Women in Mathematics
- Author: Lynn M. Osen
- Language: English
- Genre: Non-fiction
- Publisher: MIT Press
- Publication date: 1974
- Publication place: United States

= Women in Mathematics (book) =

Book by Lynn M. Osen

Women in Mathematics is a book on women in mathematics. It was written by Lynn M. Osen, and published by the MIT Press in 1974.

==Topics==
The main content of the book is a collection of eight biographies of women mathematicians, arranged chronologically, with an additional introductory chapter and two closing chapters. The mathematicians profiled here are Hypatia, Maria Gaetana Agnesi, Émilie du Châtelet, Caroline Herschel, Sophie Germain, Mary Somerville, Sofya Kovalevskaya, and Emmy Noether.

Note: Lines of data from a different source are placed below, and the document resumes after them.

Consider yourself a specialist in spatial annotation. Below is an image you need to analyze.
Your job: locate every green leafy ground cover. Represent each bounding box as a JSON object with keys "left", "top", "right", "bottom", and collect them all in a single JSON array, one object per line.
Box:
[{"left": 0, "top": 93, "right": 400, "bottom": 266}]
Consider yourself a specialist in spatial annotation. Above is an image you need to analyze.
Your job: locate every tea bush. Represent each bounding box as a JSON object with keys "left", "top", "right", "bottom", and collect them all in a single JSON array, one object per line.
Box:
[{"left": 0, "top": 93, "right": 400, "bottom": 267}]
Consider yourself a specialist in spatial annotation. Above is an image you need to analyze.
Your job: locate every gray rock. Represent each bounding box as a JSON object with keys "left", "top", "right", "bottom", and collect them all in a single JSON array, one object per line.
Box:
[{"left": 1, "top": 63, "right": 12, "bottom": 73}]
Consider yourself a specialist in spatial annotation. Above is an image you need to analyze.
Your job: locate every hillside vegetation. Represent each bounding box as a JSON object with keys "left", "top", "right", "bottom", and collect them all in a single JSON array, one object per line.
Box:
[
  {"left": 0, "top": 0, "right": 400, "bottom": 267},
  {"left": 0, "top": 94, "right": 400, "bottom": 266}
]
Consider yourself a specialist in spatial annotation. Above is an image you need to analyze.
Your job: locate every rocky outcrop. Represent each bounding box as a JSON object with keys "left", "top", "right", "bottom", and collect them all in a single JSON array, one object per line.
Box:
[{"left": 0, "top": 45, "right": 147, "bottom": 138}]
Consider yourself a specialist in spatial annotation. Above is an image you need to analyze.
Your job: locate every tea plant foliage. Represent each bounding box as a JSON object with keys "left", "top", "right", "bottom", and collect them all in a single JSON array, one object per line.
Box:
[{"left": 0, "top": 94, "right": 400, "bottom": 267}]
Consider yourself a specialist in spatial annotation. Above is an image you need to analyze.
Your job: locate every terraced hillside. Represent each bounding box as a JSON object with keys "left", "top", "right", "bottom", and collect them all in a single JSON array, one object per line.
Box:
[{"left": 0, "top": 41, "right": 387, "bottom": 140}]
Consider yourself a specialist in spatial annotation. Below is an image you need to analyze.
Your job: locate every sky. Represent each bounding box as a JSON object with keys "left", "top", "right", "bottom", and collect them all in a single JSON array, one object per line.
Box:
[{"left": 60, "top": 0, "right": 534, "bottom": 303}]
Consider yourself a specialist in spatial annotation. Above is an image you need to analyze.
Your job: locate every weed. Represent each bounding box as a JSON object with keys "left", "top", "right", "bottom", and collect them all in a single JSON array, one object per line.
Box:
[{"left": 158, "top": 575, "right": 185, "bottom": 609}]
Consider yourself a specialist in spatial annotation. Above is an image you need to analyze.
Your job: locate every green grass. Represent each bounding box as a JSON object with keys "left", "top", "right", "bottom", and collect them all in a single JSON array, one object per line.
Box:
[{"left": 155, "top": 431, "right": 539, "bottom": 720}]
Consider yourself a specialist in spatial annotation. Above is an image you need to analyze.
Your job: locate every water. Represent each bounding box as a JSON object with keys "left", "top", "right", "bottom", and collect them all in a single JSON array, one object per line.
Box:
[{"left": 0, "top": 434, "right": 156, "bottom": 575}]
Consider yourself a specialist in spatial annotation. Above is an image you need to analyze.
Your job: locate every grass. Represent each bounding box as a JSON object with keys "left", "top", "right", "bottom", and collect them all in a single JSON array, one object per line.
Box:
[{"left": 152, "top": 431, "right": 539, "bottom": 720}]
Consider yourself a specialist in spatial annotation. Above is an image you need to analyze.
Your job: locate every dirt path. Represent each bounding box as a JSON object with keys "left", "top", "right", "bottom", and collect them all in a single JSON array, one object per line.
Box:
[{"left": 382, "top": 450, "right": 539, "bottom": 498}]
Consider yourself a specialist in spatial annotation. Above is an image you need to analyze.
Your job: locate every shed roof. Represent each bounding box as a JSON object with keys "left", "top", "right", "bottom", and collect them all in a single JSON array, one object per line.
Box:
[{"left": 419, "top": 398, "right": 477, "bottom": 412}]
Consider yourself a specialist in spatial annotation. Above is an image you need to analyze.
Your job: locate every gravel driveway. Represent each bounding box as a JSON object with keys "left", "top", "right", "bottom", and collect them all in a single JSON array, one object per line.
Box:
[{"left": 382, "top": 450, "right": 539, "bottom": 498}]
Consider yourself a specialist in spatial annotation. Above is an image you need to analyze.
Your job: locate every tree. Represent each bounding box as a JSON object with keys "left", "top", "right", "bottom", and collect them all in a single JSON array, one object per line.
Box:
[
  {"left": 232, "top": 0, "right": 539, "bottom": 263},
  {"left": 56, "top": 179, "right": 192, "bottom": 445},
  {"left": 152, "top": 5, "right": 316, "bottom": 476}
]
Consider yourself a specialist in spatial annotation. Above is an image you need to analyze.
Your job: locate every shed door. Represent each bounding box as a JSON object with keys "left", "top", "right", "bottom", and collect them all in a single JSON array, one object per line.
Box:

One of the two closing chapters features shorter profiles of additional women mathematicians, "rather curiously selected" and "mostly working in America". The scientists mentioned in this chapter are Mary W. Gray, Mina Rees, Lise Meitner, Maria Goeppert Mayer, Charlotte Scott, Hanna Neumann, Maria Pastori, Maria Cibrario, Jacqueline Lelong-Ferraud, Paulette Libermann (misspelled Liberman), Sophie Piccard (misspelled Picard), Olga Taussky-Todd, Emma Lehmer (misspelled Lermer), Julia Robinson, Elizabeth Scott, Grace Hopper and Dorothy Maharam Stone.

==Reception==
Although reviewer Philip Peak found the book "interesting and useful", and reviewer Florica T. Câmpan writes that it is written in a pleasant style, most reviewers were not as positive. Hardy Grant writes that Osen's profile of Hypatia has treated her "very badly" by being based primarily on a piece of fiction for children written in the early 20th century by Elbert Hubbard. Reviewer R. P. Infante writes that "Osen does not seem to know much mathematics or its history", pointing to several errors in both. Infante also bemoans the book's "narrow" and "slipshod" scholarship, consisting of vague attributions to "some scholars" in the text of the work that "invariably" lead to the work of a single author, early 20th century writer John Augustine Zahm. Reviewer Herbert Meschkowski suggests that Grace Chisholm Young should have been mentioned. And reviewers Margaret Hayman and Edith Robinson both complain about the book's focus on its subjects' victimization by society, rather than either their personal lives and personalities or their mathematical accomplishments. Michael A. B. Deakin wrote, "Sadly, the standard of Osen's scholarship did not match the importance of her subject matter."